## Ishaan94 Group Title Compute $$f'\left(0\right)$$. $$\large f\left(x\right) = \int\limits_{\cos x}^{\sin x} e^{t^2+xt}dt.$$ 2 years ago 2 years ago

1. apoorvk Group Title

Leibnitz rullllllleeeeeeeeeeeeeeeeee!!!!!!!!

2. apoorvk Group Title

$\frac{\int\limits_{h(x)}^{g(x)}f(t).dt}{dx}= f(g(x)).g'(x) - f(h(x)).h'(x)$ Here, $$f(t) = e^{t^2 + xt}, g(x)=\sin x\text{ and }h(x)=\cos x$$

3. apoorvk Group Title

$f'(x) = e^{\sin^2 x + x\sin x}.\cos x + e^{\cos^2 x + x\cos x}.\sin x$ $SOoooooOOOOoooooo,~ f'(0) = e^0+ 0 = \boxed{1}$

4. apoorvk Group Title

(i.e., if I did not make a characteristically stupid error again -_-)

5. Ishaan94 Group Title

Read the question again apoorv. $$\large e^{t^2 + xt}$$

6. apoorvk Group Title

I am sorry, but isn't that 'x' supposed to be taken as a constant when you integrate wrt to 't'?? I can't figure out where am going wrong.
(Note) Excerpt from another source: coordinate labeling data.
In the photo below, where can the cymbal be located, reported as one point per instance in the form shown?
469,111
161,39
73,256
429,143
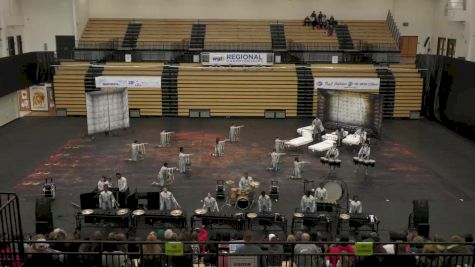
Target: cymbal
344,216
176,212
200,211
87,211
122,212
252,215
138,212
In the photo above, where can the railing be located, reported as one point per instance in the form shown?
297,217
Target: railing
220,254
393,27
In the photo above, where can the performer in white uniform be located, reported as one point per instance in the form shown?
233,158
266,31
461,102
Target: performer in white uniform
321,193
275,159
245,182
307,204
168,201
123,189
165,138
103,181
234,132
184,161
106,199
355,206
363,155
165,175
265,203
279,145
219,147
317,129
298,166
210,204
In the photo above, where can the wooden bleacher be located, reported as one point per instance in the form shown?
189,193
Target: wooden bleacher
148,100
103,31
408,95
163,32
299,36
373,32
343,71
69,87
237,91
238,33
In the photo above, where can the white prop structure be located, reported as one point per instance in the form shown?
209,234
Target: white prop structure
107,110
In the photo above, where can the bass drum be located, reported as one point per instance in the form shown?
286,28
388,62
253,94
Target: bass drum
242,203
336,191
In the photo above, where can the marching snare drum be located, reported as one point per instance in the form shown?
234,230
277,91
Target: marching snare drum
242,202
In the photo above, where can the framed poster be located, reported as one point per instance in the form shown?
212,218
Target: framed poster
38,98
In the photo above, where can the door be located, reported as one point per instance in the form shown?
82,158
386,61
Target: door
408,46
11,46
65,46
441,46
451,47
19,45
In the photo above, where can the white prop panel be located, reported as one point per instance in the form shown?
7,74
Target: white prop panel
107,110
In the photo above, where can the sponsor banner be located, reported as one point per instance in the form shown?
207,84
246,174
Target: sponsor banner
239,59
347,83
129,81
38,98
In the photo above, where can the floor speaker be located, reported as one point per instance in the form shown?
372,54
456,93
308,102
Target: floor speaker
153,202
420,211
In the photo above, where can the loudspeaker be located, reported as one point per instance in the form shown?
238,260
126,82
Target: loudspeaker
420,211
43,216
153,200
423,229
89,201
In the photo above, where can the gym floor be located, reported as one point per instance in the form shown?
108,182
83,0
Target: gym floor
414,160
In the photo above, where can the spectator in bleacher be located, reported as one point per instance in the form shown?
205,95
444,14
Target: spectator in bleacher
307,21
319,20
469,239
457,249
251,249
341,248
306,254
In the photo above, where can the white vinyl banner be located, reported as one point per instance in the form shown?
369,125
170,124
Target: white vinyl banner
129,82
347,83
240,59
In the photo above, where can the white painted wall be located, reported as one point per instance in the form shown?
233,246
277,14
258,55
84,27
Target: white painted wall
44,19
9,108
82,15
235,9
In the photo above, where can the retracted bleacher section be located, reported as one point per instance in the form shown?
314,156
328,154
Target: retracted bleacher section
408,95
237,91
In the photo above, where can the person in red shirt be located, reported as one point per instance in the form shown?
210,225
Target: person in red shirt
345,249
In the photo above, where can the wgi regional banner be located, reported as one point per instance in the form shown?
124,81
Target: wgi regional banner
347,83
129,81
240,59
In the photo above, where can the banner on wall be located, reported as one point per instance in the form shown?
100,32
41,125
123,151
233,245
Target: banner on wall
347,83
129,81
38,98
238,59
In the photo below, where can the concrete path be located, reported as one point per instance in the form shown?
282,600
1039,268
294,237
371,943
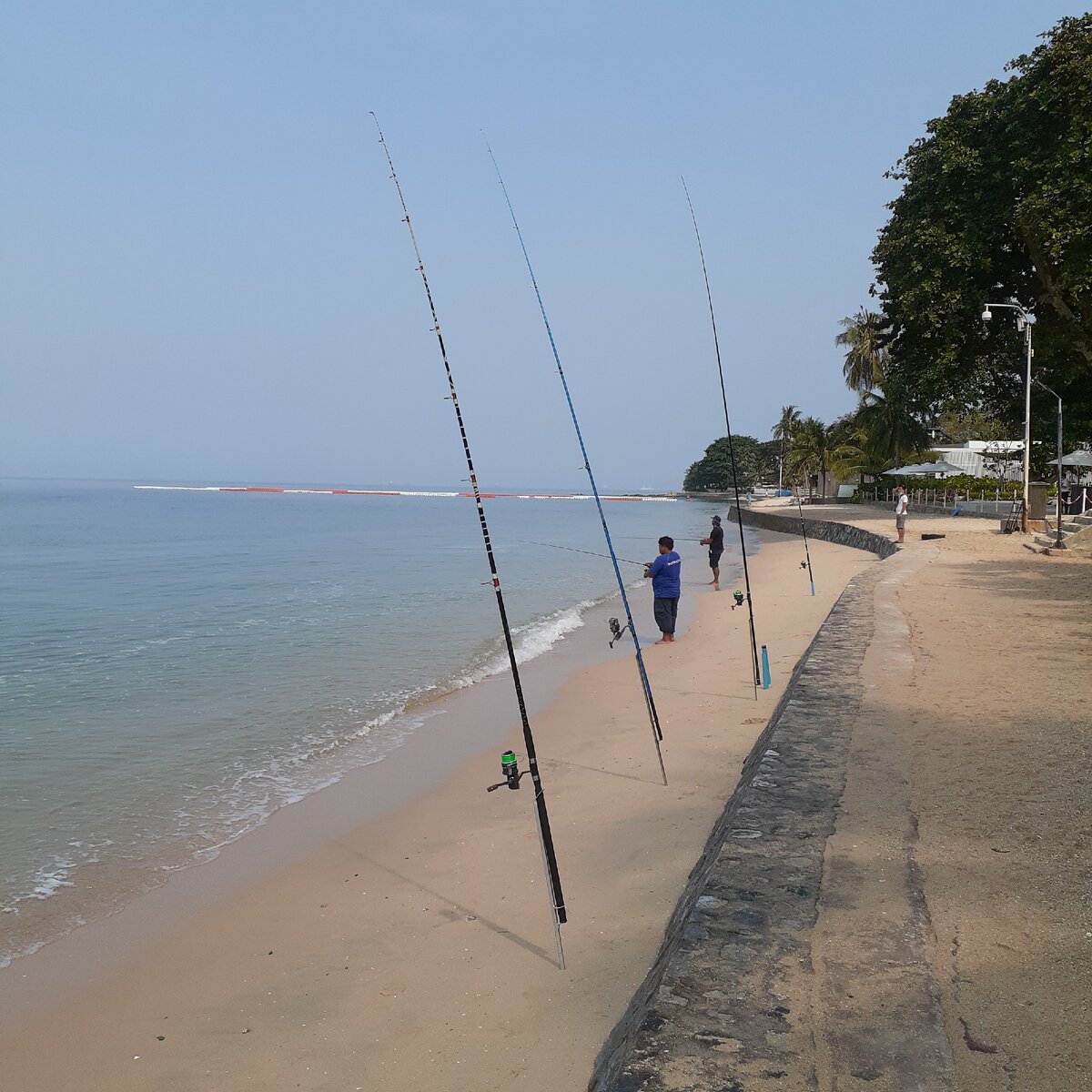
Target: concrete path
900,894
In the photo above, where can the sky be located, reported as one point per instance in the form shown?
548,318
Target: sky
205,277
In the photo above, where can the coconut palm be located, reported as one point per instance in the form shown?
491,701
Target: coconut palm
864,337
890,431
807,451
784,431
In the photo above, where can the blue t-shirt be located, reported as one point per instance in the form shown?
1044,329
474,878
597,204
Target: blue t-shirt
665,576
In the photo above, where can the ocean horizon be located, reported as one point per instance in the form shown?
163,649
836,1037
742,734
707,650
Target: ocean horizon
178,665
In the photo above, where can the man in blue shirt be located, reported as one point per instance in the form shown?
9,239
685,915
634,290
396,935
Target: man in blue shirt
665,588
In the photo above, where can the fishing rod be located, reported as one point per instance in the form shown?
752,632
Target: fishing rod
588,551
804,531
508,759
658,734
732,452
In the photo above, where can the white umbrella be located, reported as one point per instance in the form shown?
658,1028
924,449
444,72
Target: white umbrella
1074,459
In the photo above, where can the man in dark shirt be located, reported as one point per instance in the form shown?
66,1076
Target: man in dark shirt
665,588
715,544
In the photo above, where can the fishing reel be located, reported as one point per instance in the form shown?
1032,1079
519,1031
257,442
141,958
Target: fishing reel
511,771
616,631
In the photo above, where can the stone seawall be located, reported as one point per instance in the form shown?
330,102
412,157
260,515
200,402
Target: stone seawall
709,1007
828,531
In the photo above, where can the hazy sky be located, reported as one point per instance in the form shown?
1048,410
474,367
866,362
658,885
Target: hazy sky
203,274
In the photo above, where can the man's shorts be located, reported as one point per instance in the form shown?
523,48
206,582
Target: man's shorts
664,612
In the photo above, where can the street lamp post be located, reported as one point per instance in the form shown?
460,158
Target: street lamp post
1057,538
1024,323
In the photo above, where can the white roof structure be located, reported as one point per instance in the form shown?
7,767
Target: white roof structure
986,458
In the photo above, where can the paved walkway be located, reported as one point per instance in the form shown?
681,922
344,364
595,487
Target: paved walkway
900,894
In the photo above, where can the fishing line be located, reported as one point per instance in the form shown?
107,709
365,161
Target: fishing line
658,734
732,451
804,531
541,818
588,551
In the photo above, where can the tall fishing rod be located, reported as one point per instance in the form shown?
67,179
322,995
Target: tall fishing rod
804,531
508,760
732,451
658,734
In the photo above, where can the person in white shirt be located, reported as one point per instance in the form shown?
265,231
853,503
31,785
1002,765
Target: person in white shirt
901,503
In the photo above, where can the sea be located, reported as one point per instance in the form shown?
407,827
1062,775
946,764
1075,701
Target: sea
175,666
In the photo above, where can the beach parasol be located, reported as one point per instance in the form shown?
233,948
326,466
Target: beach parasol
1078,458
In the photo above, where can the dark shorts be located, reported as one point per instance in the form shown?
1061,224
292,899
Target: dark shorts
665,612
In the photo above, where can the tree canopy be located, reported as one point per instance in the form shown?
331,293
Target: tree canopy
996,207
754,462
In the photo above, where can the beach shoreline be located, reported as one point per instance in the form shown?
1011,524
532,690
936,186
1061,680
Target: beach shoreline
430,923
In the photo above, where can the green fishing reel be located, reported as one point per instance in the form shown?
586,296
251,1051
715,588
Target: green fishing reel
616,631
511,771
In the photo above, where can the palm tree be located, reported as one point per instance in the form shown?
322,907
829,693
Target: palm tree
890,431
847,454
784,430
807,451
864,337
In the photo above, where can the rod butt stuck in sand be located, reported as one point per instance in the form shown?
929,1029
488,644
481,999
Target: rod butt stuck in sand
541,817
807,552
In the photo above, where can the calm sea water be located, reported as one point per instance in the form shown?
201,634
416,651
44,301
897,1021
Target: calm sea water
176,666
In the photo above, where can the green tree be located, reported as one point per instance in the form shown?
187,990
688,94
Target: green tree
890,432
784,434
754,462
865,339
995,207
807,452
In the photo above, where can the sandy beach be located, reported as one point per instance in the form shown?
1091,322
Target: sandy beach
905,902
415,950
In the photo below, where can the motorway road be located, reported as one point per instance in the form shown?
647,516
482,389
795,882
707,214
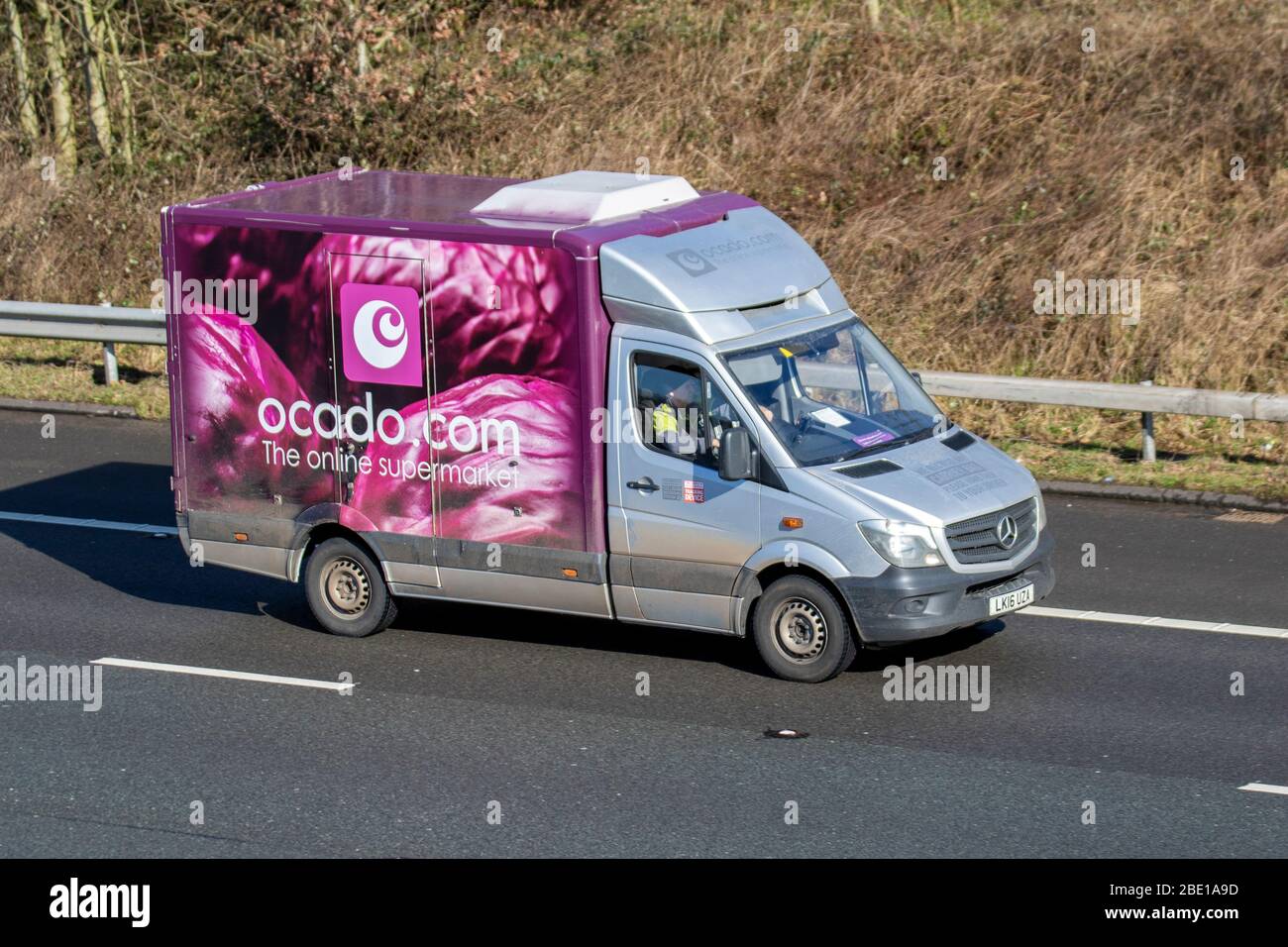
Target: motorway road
459,711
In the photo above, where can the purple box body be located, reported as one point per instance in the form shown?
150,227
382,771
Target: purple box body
366,351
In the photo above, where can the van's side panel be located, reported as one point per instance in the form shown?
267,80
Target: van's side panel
485,458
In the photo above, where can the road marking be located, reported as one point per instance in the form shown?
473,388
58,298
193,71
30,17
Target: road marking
219,673
1225,628
88,523
1266,788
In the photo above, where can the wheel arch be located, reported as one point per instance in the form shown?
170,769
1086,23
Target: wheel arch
314,535
752,586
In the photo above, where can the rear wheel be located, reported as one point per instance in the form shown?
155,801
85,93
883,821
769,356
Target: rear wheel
346,590
802,631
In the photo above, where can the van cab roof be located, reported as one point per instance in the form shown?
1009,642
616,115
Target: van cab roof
578,211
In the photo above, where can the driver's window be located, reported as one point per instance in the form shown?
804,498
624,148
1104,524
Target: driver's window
679,408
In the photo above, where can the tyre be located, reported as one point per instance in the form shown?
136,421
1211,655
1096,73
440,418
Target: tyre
346,590
802,631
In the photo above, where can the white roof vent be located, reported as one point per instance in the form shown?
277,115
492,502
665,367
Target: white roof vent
585,197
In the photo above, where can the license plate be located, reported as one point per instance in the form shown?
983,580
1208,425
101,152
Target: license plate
1010,600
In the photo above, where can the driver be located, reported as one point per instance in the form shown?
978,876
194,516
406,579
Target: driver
677,416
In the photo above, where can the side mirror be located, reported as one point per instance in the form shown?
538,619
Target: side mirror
737,458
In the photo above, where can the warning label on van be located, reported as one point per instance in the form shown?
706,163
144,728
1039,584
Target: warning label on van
684,491
960,478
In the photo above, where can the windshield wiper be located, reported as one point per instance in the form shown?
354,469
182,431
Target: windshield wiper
884,446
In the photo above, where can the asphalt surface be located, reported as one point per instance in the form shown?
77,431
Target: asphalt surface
459,712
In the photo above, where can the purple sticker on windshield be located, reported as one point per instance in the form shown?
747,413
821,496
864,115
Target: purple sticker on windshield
875,437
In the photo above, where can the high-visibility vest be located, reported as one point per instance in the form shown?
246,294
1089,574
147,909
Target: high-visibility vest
665,420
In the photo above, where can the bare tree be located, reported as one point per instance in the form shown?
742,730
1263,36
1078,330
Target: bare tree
59,93
26,105
124,82
95,76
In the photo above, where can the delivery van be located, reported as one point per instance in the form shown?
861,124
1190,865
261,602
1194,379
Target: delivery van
596,394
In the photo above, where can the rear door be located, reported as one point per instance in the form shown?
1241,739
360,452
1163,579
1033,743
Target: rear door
686,531
382,357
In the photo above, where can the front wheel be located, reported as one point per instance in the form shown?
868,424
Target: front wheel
346,590
802,631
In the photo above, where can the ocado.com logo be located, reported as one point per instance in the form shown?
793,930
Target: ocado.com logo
380,329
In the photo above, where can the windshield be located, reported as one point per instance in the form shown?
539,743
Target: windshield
835,393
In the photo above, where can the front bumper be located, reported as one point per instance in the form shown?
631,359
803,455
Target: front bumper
905,604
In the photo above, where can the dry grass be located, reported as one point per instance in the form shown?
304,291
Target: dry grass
1106,165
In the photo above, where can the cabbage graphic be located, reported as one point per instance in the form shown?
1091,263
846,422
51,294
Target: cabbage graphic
544,505
496,308
274,261
227,371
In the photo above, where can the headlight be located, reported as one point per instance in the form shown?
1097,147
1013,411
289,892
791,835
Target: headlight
902,544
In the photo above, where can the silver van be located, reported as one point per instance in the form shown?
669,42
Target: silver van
702,434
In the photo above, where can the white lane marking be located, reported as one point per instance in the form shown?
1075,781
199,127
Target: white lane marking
219,673
1266,788
89,523
1155,621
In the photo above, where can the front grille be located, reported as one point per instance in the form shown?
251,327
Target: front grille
975,540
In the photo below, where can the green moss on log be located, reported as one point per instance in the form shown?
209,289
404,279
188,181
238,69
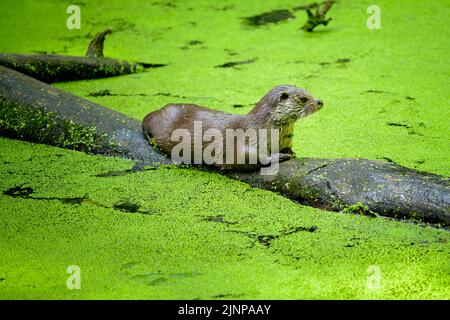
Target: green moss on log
36,125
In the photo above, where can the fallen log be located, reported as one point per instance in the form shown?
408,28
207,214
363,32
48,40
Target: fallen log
55,68
34,111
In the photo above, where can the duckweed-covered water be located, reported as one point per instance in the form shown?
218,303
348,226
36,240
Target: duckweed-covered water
169,233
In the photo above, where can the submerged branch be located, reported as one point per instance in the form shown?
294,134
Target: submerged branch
34,111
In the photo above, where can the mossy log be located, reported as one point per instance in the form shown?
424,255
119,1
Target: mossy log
51,68
34,111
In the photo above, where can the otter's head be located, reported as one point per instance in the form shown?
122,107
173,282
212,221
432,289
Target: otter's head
288,103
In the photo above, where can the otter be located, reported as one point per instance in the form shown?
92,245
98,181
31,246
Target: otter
276,112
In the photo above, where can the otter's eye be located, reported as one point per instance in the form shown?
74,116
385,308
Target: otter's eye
284,96
303,99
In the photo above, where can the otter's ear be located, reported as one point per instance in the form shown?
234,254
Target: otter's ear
283,96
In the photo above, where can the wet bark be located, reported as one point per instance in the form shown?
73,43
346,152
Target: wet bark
31,110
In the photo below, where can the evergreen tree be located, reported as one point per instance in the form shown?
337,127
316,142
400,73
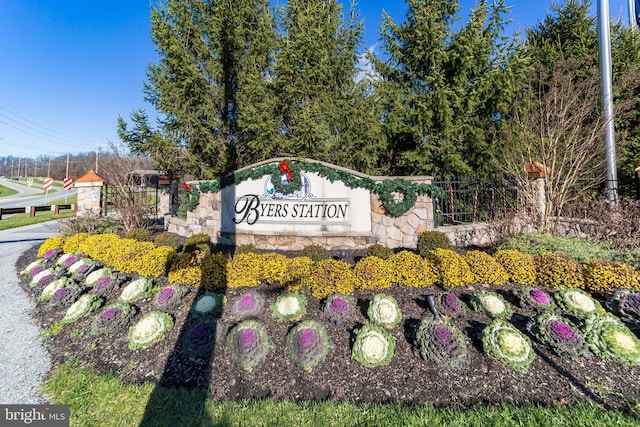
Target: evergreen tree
214,56
323,112
444,85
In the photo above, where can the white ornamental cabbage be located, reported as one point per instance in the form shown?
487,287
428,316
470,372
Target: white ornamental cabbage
384,310
149,330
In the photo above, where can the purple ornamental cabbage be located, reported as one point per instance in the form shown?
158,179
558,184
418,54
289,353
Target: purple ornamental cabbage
626,303
105,285
248,344
308,344
339,309
442,343
450,305
169,297
559,334
112,319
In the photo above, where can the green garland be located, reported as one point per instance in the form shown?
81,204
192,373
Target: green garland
384,189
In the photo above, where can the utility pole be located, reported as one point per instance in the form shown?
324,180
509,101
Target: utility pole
604,42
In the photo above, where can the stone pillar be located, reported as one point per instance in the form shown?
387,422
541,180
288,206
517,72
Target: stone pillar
89,189
537,173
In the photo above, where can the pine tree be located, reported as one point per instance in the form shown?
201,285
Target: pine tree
444,85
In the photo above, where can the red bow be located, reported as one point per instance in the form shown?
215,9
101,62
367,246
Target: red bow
284,168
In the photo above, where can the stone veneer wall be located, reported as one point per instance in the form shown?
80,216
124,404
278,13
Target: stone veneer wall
393,232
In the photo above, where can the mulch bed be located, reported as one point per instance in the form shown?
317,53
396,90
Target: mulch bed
408,379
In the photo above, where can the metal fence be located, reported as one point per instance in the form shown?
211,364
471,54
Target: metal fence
469,200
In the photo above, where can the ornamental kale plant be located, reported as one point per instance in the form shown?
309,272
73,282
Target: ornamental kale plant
112,319
442,343
53,286
535,298
339,308
199,340
384,310
559,334
248,344
64,296
373,346
86,304
448,304
105,285
93,277
578,302
249,304
289,306
136,290
169,297
508,345
492,304
609,338
308,344
149,330
208,304
626,303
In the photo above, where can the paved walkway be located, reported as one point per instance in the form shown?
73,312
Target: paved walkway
24,360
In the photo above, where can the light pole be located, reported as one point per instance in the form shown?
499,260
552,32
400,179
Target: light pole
604,42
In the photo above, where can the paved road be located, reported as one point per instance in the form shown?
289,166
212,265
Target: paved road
32,196
24,361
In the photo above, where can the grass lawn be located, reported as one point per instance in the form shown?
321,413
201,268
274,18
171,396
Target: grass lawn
105,400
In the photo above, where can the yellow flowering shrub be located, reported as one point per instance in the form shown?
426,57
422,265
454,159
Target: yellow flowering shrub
154,263
100,246
331,276
555,269
520,267
451,267
274,268
485,268
55,242
412,270
244,270
72,243
214,271
601,276
299,270
187,269
374,273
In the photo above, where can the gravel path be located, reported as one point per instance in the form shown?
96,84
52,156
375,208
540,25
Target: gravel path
24,359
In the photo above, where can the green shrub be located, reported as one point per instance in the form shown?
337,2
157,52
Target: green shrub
554,270
520,267
451,268
602,277
198,242
139,234
187,269
430,240
486,269
214,271
316,252
169,239
380,251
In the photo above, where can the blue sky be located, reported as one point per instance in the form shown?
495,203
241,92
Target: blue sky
69,68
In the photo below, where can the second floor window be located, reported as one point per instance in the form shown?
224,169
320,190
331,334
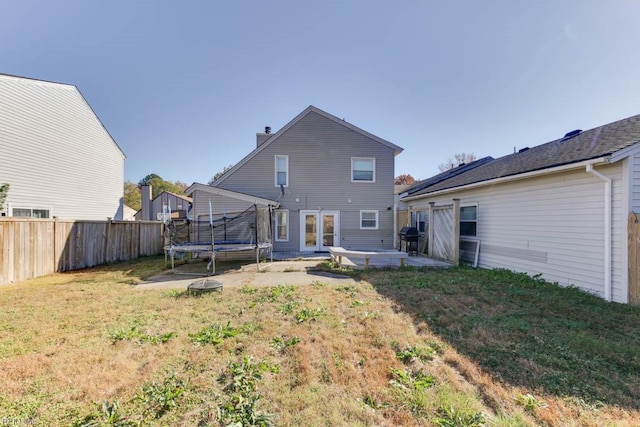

Or may be I do..

7. Ishaan94 Group Title

No, you are differentiating with respect to $$x$$.

8. apoorvk Group Title

Well that's the later part of the thing, but when am integrating, 'x' is a constant wrt 't', no balls with that. After am done the integration thingy, I am supposed to put in limits, and BAZINGA! the function is now in terms of 'x' completely. NOW we differentiate. We could follow all these steps, except that it would take ages for me to integrate that thing. So, Leibnitz to the rescue. Either this, or am missing your whole point.